Q. What is the difference between a normal kid and an emo kid? A. The phrase "jump rope" means different things.
Difference Jokes
What can a dwarf do standing up that a tall person can't do standing up?
Suck dick.
What's the difference between my dad and my stepdad?
My stepdad beat my ass before he left.
What's the difference between Johnny Depp and an orphan?
An orphan has all their teeth intact.
What's the difference between Michael Jackson and acne? Acne doesn't come on a 5-year-old's face.
It’s important to establish a good vocabulary. If I had known the difference between the words “antidote” and “anecdote,” one of my best friends would still be alive.
What’s the difference between an apple and a depressed kid? The apple falls from the tree.
My arms are just a different texture pack compared to my body.

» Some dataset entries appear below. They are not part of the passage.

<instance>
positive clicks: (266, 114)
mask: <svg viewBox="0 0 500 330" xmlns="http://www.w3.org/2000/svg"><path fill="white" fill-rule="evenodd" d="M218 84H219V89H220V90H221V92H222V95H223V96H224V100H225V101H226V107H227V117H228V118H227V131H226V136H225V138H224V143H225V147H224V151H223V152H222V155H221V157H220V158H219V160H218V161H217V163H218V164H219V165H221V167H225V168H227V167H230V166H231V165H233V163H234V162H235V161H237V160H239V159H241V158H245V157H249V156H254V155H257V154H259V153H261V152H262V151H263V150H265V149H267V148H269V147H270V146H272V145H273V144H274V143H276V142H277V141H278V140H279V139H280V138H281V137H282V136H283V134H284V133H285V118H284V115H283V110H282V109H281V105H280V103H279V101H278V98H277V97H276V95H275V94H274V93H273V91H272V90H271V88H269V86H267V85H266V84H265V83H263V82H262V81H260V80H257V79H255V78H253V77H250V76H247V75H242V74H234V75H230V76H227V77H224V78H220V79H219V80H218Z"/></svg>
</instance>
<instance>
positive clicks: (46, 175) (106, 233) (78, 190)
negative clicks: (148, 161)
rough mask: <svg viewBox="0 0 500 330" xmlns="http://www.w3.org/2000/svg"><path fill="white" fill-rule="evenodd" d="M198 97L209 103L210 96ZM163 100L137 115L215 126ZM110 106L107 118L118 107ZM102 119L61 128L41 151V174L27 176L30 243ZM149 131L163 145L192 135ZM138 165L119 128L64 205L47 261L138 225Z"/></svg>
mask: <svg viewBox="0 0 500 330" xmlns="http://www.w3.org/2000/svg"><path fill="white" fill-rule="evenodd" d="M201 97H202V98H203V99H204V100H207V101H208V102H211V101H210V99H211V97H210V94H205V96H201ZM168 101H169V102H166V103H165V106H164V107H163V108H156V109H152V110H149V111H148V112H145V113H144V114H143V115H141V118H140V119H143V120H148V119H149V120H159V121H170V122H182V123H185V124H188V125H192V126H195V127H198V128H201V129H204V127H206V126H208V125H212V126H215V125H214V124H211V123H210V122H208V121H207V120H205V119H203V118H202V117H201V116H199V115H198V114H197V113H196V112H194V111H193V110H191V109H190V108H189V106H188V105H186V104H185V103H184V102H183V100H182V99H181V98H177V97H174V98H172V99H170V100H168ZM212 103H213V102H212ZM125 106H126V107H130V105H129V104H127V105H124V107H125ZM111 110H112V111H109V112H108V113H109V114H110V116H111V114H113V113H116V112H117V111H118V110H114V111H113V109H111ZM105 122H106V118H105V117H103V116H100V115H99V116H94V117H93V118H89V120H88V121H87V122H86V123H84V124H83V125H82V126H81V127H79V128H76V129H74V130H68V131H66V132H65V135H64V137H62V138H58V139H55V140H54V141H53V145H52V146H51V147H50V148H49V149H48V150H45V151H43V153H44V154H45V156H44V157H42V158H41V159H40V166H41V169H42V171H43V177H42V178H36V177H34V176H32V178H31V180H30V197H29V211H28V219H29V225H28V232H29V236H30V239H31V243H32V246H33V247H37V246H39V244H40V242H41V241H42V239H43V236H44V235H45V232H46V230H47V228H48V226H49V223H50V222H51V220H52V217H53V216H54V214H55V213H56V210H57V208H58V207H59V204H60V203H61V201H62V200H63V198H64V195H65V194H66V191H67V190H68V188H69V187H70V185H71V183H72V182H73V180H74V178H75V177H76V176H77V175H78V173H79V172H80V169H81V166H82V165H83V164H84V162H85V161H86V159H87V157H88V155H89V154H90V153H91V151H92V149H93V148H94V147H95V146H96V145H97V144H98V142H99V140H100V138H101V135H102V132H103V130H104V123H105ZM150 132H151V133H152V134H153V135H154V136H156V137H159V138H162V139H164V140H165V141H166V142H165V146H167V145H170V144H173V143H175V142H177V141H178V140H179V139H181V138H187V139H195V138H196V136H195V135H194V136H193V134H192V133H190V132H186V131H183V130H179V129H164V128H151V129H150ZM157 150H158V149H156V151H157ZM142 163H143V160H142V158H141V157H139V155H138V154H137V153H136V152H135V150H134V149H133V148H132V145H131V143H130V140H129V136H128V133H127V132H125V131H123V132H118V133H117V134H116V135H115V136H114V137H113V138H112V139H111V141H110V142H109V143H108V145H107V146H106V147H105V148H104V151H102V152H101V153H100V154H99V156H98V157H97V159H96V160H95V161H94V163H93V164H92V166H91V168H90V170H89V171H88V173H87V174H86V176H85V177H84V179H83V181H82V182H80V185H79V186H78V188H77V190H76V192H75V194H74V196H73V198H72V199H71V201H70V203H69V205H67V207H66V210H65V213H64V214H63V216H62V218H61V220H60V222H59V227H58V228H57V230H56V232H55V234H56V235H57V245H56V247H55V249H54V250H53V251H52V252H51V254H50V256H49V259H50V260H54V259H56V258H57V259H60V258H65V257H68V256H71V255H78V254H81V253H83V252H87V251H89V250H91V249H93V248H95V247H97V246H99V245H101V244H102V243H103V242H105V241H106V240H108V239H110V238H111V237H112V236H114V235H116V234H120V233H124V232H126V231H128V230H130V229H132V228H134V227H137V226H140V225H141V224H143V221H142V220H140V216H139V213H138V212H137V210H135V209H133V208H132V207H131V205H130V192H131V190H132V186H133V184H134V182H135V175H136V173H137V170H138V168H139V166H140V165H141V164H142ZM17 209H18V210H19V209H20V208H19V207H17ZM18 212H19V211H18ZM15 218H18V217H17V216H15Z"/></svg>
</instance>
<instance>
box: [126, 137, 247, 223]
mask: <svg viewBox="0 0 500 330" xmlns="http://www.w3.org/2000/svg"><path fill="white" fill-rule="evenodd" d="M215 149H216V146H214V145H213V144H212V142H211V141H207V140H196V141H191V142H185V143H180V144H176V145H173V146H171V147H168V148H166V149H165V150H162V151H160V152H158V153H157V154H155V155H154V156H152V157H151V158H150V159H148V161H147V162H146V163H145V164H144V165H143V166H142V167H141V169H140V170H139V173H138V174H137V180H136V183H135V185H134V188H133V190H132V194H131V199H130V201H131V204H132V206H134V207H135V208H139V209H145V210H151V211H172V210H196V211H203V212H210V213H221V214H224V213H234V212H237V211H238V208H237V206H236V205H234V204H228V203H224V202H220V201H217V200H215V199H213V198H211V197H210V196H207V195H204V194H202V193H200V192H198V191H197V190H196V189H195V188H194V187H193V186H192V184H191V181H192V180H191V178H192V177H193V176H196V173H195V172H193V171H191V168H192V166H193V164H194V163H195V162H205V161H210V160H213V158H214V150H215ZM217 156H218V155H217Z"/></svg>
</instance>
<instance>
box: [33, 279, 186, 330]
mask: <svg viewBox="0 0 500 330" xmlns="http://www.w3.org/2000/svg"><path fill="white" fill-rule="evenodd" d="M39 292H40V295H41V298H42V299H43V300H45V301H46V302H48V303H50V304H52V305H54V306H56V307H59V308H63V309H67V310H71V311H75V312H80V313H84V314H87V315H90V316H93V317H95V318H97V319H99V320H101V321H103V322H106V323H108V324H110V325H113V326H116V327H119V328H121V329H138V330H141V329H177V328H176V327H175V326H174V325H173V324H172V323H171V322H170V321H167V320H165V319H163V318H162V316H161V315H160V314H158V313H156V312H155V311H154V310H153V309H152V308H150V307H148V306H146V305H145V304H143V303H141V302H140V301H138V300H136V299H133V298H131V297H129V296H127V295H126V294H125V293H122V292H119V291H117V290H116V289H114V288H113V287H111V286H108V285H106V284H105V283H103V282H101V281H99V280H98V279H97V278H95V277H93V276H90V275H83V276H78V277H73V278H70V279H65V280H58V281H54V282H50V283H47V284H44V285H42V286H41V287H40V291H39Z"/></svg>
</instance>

What’s the difference between a child and a suicider?
One stays quiet forever...
What are the differences between a preschool and a pedophile's basement? Little kids leave preschool.
Q. What's the difference between a normal kid and an emo kid? A. One has a functioning neck.
What's the difference between life and death? Life hurts.
What’s the difference between a Lamborghini and a dead body? I don’t have a Lamborghini in my garage.
How are humans and computers different? A human doesn't have trouble shooting.
What's the difference between a hamster and a cigarette?
They're both harmless until you stick them in your mouth and light them on fire.
What's the difference between my arm and my stomach? My stomach isn't ripped.
What's the difference between an Afghan kindergarten and a military target?
The drone guy didn't know either.
Jack and Jill went up the hill to fetch a pail of water. Jack was surprised to see she had different eyes, and that’s when he realized... Jack had fucked Jill’s daughter.
what's the difference between hitler and you?
one didn't keep posting on twitter about killing themselves.
What is the difference between R Kelly and Kelly Clarkson?
R Kelly hits on preteens, Kelly Clarkson hits on toddlers.